Annabel Denham

The cost of delaying ‘freedom day’

Photo by WPA Pool/Getty Images

When Boris Johnson announced that unlocking would be guided by ‘data not dates’ he handed detractors ample scope for derision and defiance. In the four months since, lockdown critics have rightly insisted that he uphold the slogan and accelerate a roadmap, designed to move at such a glacial speed, that it risked fraying the DNA of our economy and permanently crushing our joie de vivre. 

Why did we spend Easter isolated from loved ones? April in wintry beer gardens? Why did we roll out the vaccine at phenomenal pace only to keep restrictions in place as the number of Covid deaths hit single digits?

Contrary to expectation, however, that mantra was probably a good hill to die on. Denouncing Boris Johnson’s decision to rubber-stamp the roadmap delay and pencil in 19 July as our new ‘Freedom Day’ is awkward now that the top-line stats are so unnerving. 7,000 infections on consecutive days for the first time since late February. A strain so transmissible that it now makes up 91 per cent of Coronavirus cases in the UK. An R rate among the highest in Europe.
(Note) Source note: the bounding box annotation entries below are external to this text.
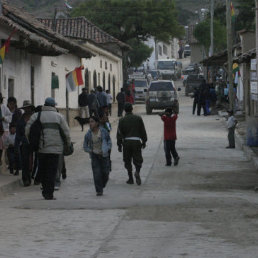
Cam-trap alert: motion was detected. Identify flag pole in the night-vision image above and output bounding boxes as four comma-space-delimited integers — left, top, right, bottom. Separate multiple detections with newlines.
0, 0, 3, 16
226, 0, 235, 110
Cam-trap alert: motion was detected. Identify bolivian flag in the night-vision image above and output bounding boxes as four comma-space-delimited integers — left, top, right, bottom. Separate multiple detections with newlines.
0, 37, 11, 64
66, 66, 84, 92
230, 1, 236, 22
0, 29, 17, 64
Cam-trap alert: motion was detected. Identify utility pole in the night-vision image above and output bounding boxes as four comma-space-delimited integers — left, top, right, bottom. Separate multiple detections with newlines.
210, 0, 214, 56
0, 0, 3, 15
255, 0, 258, 104
226, 0, 235, 110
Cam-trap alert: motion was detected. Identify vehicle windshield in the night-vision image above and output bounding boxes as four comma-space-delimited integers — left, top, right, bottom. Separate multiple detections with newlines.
149, 71, 158, 76
157, 61, 175, 70
149, 82, 175, 91
187, 74, 204, 81
134, 80, 147, 87
183, 69, 195, 75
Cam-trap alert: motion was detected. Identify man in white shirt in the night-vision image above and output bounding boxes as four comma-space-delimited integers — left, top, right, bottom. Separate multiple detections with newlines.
106, 90, 113, 116
226, 110, 237, 149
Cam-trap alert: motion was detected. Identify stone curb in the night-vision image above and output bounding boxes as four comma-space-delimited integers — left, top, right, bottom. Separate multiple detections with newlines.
0, 178, 22, 198
219, 111, 258, 171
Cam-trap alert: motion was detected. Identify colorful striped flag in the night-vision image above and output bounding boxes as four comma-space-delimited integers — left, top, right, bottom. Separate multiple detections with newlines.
0, 35, 12, 64
230, 1, 236, 22
66, 66, 84, 92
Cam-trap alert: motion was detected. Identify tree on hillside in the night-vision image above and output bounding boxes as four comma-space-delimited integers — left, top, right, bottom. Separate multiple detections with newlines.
194, 19, 227, 56
72, 0, 184, 66
235, 0, 255, 30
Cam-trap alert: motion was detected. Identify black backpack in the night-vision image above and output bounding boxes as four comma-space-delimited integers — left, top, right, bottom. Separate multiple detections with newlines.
28, 112, 43, 152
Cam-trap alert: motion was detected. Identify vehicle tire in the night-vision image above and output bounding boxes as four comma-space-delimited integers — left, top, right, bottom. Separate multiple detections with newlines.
146, 106, 152, 115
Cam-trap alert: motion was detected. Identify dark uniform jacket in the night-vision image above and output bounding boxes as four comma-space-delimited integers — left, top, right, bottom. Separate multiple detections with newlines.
78, 93, 88, 107
117, 113, 147, 145
116, 92, 125, 104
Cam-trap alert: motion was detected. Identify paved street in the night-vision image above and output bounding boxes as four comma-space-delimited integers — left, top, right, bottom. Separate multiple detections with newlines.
0, 83, 258, 258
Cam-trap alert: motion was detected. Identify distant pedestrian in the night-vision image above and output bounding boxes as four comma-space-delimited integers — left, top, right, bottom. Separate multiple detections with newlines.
193, 87, 200, 115
117, 103, 147, 185
96, 86, 108, 116
125, 90, 134, 104
99, 114, 112, 172
5, 124, 19, 174
88, 90, 99, 116
226, 110, 238, 149
197, 80, 207, 116
160, 108, 179, 166
78, 88, 89, 118
116, 88, 125, 117
26, 98, 71, 200
83, 116, 112, 196
15, 100, 34, 184
106, 90, 113, 116
7, 97, 22, 126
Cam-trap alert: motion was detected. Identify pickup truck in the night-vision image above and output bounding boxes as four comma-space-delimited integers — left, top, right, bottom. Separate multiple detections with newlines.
185, 74, 204, 96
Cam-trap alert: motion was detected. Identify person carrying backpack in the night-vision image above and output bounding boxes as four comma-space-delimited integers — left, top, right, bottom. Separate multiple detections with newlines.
14, 100, 34, 187
25, 98, 71, 200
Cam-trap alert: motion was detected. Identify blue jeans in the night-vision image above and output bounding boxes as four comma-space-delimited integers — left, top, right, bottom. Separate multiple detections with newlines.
91, 153, 109, 193
164, 140, 178, 165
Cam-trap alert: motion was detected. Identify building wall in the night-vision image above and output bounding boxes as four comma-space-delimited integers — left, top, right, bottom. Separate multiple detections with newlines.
80, 43, 123, 101
191, 44, 205, 63
40, 54, 81, 108
143, 37, 179, 69
240, 32, 256, 53
1, 48, 41, 106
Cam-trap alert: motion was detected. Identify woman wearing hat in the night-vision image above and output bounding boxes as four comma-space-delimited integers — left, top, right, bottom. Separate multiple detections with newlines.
0, 93, 12, 165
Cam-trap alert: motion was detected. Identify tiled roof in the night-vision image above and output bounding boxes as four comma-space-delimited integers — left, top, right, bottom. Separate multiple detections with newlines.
187, 25, 198, 44
38, 17, 130, 49
0, 0, 94, 57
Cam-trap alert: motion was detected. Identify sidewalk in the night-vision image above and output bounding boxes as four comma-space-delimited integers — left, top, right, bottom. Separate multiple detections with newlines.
0, 104, 121, 198
219, 111, 258, 170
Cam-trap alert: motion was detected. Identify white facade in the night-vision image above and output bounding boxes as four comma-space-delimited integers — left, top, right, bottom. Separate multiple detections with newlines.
40, 54, 81, 108
1, 48, 81, 108
82, 43, 123, 100
144, 37, 179, 69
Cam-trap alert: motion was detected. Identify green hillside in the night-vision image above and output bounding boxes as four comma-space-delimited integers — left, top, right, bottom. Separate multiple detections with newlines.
12, 0, 209, 23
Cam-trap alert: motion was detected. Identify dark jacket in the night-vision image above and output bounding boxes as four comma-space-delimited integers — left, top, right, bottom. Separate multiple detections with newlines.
11, 108, 22, 125
78, 93, 88, 107
88, 93, 98, 109
116, 92, 125, 104
97, 92, 107, 107
117, 113, 147, 145
14, 115, 29, 148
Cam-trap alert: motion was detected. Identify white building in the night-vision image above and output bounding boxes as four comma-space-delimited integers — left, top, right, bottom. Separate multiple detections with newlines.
0, 1, 94, 124
39, 17, 130, 100
144, 37, 179, 69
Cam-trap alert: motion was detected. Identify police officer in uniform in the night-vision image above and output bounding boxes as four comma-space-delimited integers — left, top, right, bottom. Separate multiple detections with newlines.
117, 103, 147, 185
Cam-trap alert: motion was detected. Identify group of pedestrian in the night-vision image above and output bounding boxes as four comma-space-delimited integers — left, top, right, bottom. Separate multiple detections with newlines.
83, 103, 147, 196
0, 83, 179, 200
0, 94, 71, 200
83, 100, 179, 196
78, 86, 113, 118
192, 80, 217, 116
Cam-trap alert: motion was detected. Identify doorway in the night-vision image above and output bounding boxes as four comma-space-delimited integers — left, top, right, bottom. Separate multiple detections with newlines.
8, 78, 14, 98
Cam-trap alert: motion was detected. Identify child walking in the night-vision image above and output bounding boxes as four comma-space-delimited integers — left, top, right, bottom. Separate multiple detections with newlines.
226, 110, 237, 149
160, 108, 179, 166
83, 116, 112, 196
5, 124, 19, 175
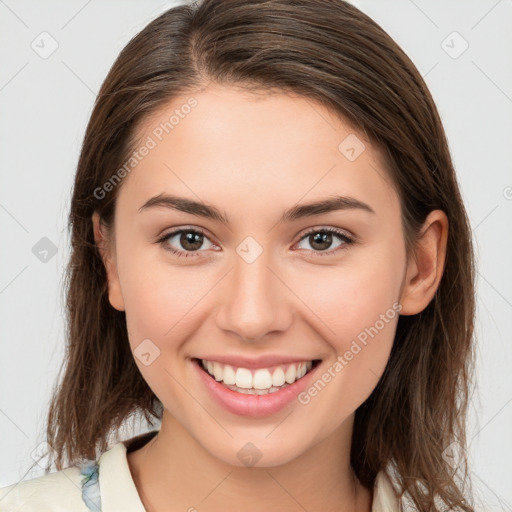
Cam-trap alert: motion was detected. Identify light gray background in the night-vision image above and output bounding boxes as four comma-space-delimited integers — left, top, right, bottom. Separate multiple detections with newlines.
0, 0, 512, 511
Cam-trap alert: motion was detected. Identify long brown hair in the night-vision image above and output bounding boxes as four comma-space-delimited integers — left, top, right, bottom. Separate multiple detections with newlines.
43, 0, 475, 511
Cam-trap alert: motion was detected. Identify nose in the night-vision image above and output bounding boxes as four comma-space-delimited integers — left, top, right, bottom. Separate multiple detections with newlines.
213, 246, 293, 341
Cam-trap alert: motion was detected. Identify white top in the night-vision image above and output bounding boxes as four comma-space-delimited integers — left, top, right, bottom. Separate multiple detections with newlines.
0, 431, 398, 512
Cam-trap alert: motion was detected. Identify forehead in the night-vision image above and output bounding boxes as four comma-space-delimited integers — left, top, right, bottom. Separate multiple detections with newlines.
120, 86, 398, 220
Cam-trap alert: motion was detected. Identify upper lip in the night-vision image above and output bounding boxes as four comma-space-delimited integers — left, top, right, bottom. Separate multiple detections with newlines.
193, 354, 318, 369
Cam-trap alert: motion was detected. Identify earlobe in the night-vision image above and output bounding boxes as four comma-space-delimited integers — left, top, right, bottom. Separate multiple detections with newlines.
92, 212, 125, 311
400, 210, 448, 315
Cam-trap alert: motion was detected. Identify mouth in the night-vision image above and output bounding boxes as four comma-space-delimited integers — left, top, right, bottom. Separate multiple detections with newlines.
193, 358, 321, 395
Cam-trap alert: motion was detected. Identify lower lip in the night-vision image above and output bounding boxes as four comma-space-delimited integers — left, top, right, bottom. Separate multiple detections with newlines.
192, 359, 319, 418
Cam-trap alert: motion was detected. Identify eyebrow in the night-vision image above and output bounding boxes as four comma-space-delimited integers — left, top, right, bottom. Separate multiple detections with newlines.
139, 194, 375, 225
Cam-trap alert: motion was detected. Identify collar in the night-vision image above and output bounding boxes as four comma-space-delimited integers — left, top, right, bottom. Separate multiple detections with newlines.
99, 430, 399, 512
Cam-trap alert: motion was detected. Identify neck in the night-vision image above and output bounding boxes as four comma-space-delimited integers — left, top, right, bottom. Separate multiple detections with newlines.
127, 411, 372, 512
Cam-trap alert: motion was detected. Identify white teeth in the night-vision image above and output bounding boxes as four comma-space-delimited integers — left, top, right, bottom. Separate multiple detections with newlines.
222, 364, 236, 385
272, 367, 285, 386
252, 370, 272, 389
201, 359, 313, 394
284, 364, 297, 384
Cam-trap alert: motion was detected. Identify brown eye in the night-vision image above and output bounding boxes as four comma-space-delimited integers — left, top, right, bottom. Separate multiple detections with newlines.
299, 228, 354, 256
158, 229, 214, 257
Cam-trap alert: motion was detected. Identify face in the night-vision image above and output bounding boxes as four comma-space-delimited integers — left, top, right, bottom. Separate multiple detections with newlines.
97, 86, 407, 466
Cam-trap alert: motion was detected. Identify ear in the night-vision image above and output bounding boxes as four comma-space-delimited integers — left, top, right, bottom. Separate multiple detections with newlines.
400, 210, 448, 315
92, 212, 124, 311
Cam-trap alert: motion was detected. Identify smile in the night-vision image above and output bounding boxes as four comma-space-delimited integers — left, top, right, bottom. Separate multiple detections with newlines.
197, 359, 320, 395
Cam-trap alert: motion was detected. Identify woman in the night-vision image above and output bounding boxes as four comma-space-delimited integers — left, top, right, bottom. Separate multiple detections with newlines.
0, 0, 474, 512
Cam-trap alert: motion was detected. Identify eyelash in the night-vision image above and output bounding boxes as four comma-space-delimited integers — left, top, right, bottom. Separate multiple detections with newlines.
157, 228, 356, 258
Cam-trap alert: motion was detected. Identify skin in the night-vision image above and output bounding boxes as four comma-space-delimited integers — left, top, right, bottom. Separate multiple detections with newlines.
92, 85, 448, 512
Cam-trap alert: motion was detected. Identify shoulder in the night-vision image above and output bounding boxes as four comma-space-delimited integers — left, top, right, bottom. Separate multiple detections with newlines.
372, 470, 399, 512
0, 431, 157, 512
0, 467, 89, 512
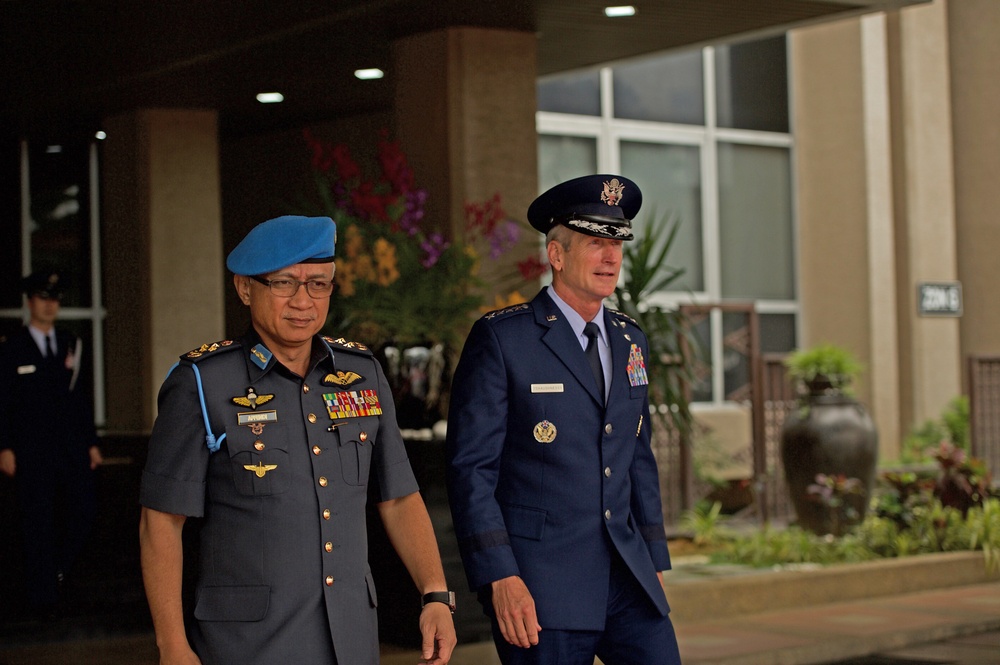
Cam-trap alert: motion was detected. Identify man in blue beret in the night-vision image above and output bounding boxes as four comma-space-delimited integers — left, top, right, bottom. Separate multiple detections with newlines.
140, 216, 456, 665
447, 175, 680, 665
0, 270, 103, 619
But if the Prime Minister is as fixated on data as he professes, where are the cost-benefit analyses or the impact assessments? An estimated eight in ten of us now have antibodies. It’s also estimated there will be a two per cent hit to GDP from this four-week postponement. 

Where are the cost-benefit analyses or the impact assessments?

What of the 25,000 licensed venues that have still not reopened and cannot do so until the government gets rid of the rule of six? We all need a better sense of the trade-offs, not least the 25 per cent of staff in arts and entertainment still on furlough.


But numbers in isolation are virtually meaningless.